Point-Based Neural Rendering With Neural Point Catacaustics For Interactive Free-Viewpoint Reflection Flow

The visual quality of recent neural rendering techniques is outstanding when used for free-viewpoint rendering of recorded scenes. Such scenes frequently have significant high-frequency view-dependent effects, like reflections from shiny objects, which can be modeled in one of two fundamentally different ways: either using an Eulerian approach, where they take into account a fixed representation of reflections and model directional variation in appearance, or using a Lagrangian solution, where they follow the flow of reflections as the observer moves.

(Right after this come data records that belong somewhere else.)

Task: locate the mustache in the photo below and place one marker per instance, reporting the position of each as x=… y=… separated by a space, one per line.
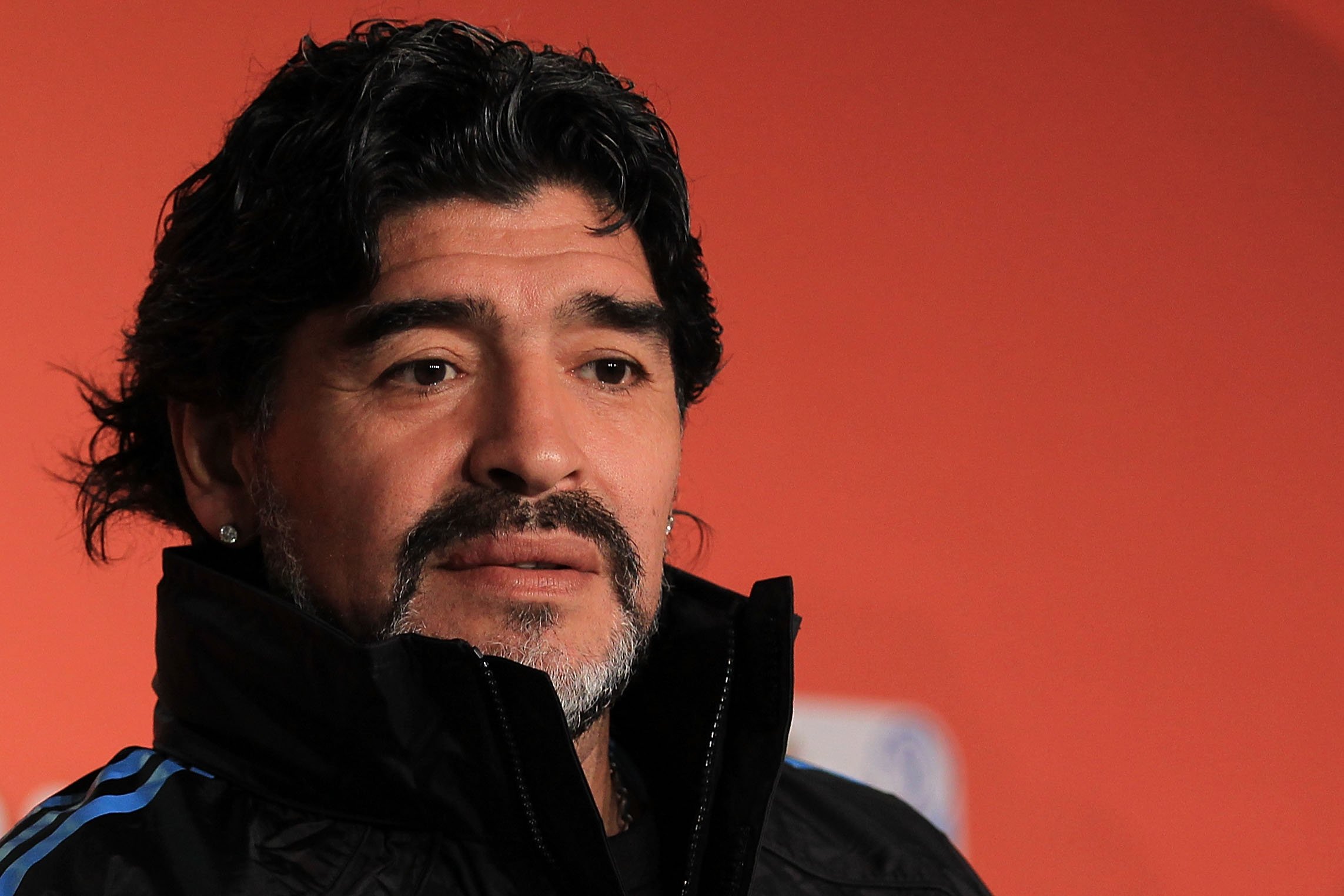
x=472 y=512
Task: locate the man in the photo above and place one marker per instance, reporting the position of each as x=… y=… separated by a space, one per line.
x=412 y=373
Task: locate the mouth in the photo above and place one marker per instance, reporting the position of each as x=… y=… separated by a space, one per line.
x=527 y=551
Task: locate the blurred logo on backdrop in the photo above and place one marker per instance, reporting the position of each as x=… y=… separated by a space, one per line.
x=901 y=748
x=11 y=813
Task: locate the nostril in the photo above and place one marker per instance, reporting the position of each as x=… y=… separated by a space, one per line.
x=509 y=482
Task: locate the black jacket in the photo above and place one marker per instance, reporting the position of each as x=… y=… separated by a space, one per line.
x=289 y=760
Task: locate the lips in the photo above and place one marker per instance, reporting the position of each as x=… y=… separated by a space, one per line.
x=533 y=551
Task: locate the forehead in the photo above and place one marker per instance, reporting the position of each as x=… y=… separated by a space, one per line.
x=535 y=252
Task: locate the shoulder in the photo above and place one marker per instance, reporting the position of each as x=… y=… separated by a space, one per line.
x=105 y=821
x=825 y=833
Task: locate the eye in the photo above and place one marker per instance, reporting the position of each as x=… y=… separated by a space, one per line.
x=612 y=371
x=424 y=373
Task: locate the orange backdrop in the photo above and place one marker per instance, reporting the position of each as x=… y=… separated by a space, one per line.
x=1035 y=336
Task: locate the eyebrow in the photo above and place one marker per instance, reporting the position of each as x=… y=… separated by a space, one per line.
x=637 y=317
x=372 y=324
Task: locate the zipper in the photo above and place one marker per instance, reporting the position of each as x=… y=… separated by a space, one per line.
x=703 y=810
x=511 y=747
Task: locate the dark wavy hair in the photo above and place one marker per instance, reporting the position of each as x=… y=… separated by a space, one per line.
x=284 y=220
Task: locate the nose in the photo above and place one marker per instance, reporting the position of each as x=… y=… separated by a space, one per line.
x=524 y=442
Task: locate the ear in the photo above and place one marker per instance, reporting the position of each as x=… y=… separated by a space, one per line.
x=218 y=465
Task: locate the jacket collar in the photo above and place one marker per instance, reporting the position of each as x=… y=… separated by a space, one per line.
x=425 y=733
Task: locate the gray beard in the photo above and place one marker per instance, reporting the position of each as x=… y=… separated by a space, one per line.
x=586 y=687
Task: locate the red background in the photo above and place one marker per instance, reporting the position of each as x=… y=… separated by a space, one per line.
x=1034 y=385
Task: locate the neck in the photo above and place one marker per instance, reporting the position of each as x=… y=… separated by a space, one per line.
x=594 y=751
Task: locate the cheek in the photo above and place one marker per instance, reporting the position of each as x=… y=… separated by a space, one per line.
x=354 y=489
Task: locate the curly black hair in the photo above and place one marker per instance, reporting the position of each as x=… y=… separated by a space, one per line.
x=284 y=220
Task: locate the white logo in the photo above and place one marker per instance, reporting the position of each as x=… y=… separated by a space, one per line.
x=901 y=748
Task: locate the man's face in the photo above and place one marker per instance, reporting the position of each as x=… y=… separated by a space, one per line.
x=488 y=446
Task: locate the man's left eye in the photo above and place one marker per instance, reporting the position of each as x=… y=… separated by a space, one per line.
x=610 y=371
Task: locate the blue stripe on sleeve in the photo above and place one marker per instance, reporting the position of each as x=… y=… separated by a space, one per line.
x=76 y=817
x=46 y=813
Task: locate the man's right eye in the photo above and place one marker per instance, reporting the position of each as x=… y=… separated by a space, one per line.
x=426 y=373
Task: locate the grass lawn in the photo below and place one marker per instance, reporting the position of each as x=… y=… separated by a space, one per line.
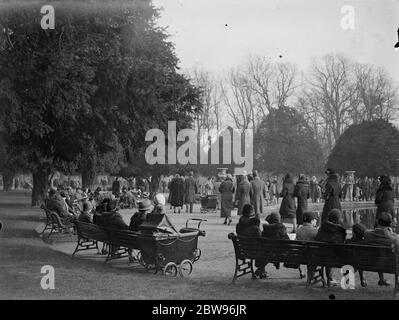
x=86 y=276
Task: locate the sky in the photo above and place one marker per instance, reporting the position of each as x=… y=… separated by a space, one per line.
x=218 y=34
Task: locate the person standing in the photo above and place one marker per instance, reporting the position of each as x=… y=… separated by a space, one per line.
x=216 y=184
x=227 y=194
x=288 y=207
x=384 y=198
x=302 y=193
x=243 y=194
x=331 y=231
x=116 y=187
x=313 y=189
x=259 y=192
x=177 y=193
x=190 y=190
x=332 y=194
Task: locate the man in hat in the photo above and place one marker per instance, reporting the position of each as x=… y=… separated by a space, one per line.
x=382 y=235
x=111 y=218
x=140 y=216
x=258 y=194
x=243 y=194
x=332 y=231
x=308 y=230
x=332 y=194
x=384 y=198
x=56 y=202
x=190 y=190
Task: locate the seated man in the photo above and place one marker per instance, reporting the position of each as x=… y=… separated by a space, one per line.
x=276 y=230
x=332 y=231
x=57 y=203
x=140 y=216
x=308 y=232
x=358 y=231
x=86 y=215
x=159 y=204
x=248 y=226
x=382 y=235
x=111 y=218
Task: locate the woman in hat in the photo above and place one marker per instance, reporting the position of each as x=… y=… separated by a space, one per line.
x=243 y=194
x=358 y=231
x=140 y=216
x=332 y=194
x=288 y=207
x=384 y=198
x=227 y=193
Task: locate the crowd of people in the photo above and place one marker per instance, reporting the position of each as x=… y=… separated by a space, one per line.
x=248 y=194
x=330 y=229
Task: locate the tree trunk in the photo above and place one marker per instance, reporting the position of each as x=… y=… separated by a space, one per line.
x=8 y=178
x=88 y=177
x=40 y=186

By employing either pricey volumetric rendering or mesh-based rendering, most earlier techniques adopt the former by encoding color on fixed points as a function of location and view direction.

Instead, their system uses a Neural Warp Field to directly learn reflection flow as a function of perspective, effectively using a Lagrangian approach. Their point-based neural rendering technique makes their interactive rendering possible, which naturally allows reflection points to be bent by the neural field. Because they frequently combine slow volumetric ray-marching with view-dependent queries to represent (relatively) high-frequency reflections, previous methods sometimes include an inherent compromise between quality and performance. Fast approximation options compromise the clarity and sharpness of the reflection while sacrificing angular resolution. In general, such techniques create reflected geometry behind the reflector by modeling density and view-dependent color parameterized by view direction using a multi-layer perceptron (MLP). When combined with volumetric ray-marching, this frequently produces a “foggy” look, missing precise clarity in reflections.

Even if a recent solution enhances the effectiveness of such techniques, volumetric rendering still needs to be improved. Furthermore, using such techniques makes altering scenes with reflections difficult. The bias towards low frequencies in implicit MLP-based neural radiance fields that they avoid by utilizing a Lagrangian, point-based method endures even when other encodings and parameterizations are used. Their strategy provides two additional benefits: Since there is less cost during inference, interactive rendering is possible, and scene modification is simple thanks to the direct representation. They first extract a point cloud from a multi-view dataset using typical 3D reconstruction techniques after a quick manual step to build a reflector mask on three to four pictures, they optimize two distinct point clouds with additional high-dimensional characteristics.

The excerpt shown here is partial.